Eric Fischer


Senior Specialist in Science and Technology

Congressional Research Service, Library of Congress

Eric Fischer is the Senior Specialist in Science and Technology at the Congressional Research Service of the Library of Congress. As a senior policy analyst at CRS, he provides expert written and consultative support to the U.S. Congress on a broad range of issues in science and technology policy, including cybersecurity, election reform, environment, research and development, and other topics. He has authored more than 30 CRS reports and more than 100 analytical memoranda for congressional offices on those subjects. As a Library of Congress official, he has served as head of the former science policy division of CRS and has been active in strategic planning and other management activities at the Library. He also leads the annual CRS institute for Congressional Science and Engineering Fellows chosen under the auspices of the American Association for the Advancement of Science, and has chaired the AAAS advisory committee for the program.

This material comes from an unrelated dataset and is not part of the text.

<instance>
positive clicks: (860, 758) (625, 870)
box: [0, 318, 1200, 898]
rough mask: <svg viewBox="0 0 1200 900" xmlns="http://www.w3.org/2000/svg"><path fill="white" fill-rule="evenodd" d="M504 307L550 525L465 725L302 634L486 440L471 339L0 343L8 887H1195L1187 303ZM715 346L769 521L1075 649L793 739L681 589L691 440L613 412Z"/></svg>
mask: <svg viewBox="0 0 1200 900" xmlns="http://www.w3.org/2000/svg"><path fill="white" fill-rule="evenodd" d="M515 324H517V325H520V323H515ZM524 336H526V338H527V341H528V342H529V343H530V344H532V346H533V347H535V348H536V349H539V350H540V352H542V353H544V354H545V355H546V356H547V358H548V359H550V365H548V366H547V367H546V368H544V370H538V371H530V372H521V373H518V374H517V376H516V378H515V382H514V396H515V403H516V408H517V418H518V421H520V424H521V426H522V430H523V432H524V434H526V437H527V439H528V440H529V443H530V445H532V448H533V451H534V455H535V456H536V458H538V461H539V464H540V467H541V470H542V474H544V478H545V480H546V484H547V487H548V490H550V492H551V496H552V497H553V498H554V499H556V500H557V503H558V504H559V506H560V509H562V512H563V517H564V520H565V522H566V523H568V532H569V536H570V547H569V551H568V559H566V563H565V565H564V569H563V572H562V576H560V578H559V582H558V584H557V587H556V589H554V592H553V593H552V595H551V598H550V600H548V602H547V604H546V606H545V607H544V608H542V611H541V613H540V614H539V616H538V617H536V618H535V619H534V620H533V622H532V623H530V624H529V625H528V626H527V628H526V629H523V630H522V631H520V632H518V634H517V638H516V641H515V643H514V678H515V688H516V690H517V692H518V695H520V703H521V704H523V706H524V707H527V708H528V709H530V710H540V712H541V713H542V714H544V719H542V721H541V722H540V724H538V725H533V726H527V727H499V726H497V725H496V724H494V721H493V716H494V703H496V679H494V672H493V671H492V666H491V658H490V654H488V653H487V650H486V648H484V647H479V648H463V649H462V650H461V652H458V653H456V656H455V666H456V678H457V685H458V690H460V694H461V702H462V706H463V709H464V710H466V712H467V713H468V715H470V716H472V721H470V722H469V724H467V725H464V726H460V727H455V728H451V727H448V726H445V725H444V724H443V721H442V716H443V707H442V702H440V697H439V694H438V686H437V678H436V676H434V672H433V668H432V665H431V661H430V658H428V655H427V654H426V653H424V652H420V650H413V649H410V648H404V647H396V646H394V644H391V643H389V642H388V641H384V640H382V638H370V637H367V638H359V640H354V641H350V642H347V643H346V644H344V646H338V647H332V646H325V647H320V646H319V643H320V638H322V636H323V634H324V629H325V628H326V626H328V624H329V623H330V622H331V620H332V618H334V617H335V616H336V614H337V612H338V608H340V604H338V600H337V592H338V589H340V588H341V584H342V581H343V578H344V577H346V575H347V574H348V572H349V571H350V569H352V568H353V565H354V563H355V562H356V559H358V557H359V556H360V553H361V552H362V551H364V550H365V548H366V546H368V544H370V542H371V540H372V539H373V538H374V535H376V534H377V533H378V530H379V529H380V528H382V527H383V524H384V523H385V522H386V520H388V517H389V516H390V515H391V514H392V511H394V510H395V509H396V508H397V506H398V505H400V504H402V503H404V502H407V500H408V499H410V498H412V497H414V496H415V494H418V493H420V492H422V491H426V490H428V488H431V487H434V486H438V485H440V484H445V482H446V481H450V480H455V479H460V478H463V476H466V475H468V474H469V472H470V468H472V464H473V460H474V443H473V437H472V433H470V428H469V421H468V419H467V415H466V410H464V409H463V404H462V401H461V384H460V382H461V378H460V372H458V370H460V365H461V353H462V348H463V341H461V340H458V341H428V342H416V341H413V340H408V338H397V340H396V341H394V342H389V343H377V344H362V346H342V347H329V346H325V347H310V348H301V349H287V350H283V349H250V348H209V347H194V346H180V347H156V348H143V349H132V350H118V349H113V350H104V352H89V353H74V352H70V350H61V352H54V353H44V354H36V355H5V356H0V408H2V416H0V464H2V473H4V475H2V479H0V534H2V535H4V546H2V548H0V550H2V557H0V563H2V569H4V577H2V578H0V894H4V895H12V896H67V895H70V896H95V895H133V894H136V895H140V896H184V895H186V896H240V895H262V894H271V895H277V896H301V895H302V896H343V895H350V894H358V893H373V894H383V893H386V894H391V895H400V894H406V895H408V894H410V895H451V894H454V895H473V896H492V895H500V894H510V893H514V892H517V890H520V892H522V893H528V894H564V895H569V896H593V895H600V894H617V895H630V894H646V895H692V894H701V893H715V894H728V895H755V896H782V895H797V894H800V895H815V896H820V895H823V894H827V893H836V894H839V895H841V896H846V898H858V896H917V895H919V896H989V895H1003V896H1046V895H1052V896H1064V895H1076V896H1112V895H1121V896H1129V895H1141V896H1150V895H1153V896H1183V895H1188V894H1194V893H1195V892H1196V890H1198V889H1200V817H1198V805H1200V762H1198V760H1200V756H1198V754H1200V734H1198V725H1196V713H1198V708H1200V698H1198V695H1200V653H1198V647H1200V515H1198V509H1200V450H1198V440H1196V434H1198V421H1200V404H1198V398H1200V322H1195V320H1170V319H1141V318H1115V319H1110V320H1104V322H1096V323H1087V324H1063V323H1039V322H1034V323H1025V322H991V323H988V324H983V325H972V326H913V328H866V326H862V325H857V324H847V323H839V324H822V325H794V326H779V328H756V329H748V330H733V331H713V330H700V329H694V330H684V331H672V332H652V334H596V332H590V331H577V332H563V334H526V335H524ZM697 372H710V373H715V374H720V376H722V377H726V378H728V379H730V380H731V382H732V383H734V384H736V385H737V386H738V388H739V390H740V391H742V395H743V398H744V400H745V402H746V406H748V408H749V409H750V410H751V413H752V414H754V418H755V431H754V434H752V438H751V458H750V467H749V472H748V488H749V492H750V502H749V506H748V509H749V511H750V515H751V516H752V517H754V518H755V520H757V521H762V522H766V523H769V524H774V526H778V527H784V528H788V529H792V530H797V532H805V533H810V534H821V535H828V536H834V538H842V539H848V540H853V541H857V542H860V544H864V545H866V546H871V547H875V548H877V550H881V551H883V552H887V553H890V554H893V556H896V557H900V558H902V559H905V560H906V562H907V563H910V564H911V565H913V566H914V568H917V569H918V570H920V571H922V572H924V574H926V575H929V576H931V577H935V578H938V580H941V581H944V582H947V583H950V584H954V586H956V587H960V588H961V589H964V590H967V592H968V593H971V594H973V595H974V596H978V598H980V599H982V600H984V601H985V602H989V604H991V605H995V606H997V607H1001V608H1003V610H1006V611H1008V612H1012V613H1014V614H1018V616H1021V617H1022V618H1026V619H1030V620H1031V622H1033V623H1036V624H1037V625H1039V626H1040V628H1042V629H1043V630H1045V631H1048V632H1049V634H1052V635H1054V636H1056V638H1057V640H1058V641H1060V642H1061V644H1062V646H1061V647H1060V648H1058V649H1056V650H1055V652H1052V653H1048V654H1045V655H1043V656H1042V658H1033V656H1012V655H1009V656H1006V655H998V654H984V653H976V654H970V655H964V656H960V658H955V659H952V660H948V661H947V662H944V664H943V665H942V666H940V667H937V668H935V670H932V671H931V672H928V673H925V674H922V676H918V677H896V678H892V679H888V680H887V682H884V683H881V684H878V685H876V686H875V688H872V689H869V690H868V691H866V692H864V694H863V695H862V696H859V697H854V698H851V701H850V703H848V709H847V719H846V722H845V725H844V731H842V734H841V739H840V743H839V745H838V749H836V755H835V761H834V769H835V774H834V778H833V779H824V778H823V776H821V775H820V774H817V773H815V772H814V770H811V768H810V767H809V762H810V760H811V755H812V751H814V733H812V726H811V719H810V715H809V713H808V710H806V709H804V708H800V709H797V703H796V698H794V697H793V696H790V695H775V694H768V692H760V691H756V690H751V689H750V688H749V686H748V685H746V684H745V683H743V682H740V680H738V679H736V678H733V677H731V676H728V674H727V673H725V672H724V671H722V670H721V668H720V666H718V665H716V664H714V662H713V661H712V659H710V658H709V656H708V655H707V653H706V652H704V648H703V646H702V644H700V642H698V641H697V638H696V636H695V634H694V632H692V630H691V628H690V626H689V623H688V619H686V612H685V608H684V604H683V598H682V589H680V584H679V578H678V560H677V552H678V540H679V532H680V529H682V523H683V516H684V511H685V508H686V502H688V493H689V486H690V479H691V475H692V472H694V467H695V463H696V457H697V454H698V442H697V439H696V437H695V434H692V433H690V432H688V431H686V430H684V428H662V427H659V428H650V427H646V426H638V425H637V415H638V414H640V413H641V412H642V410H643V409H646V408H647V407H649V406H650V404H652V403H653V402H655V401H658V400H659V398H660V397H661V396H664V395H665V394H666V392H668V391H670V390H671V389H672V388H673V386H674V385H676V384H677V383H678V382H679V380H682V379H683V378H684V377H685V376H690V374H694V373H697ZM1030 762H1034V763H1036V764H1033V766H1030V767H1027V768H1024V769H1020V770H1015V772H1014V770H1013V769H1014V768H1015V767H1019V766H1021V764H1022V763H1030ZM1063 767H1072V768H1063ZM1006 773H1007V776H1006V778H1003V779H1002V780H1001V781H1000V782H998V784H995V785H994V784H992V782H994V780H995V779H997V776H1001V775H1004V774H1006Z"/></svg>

Dr. Fischer received a BS in biology from Yale University in 1970 and a PhD in zoology from the University of California Berkeley in 1979. After a National Science Foundation Postdoctoral Fellowship at the University of Sussex in England, Dr. Fischer joined the faculty in psychology at the University of Washington in Seattle, where he continued his research on the evolution of life history patterns in marine fishes. In 1987, he was selected as a Congressional Science and Technology Policy Fellow by AAAS and worked with the U.S. Senate Budget Committee. In 1988, he became Deputy Director of the Smithsonian Tropical Research Institute in Panama. In 1990, he joined the National Audubon Society as Senior Vice President for Science and Sanctuaries. From 1992 to 1996, Dr. Fischer was Director of the Board on Biology and the Institute of Laboratory Animal Resources at the National Academy of Sciences. He also served from 1993 to 2008 as a consultant to the United States Conference of Catholic Bishops, fostering dialogue among scientific and religious leaders on topics of common interest such as evolution, environment, genetic research, and end-of-life medical care.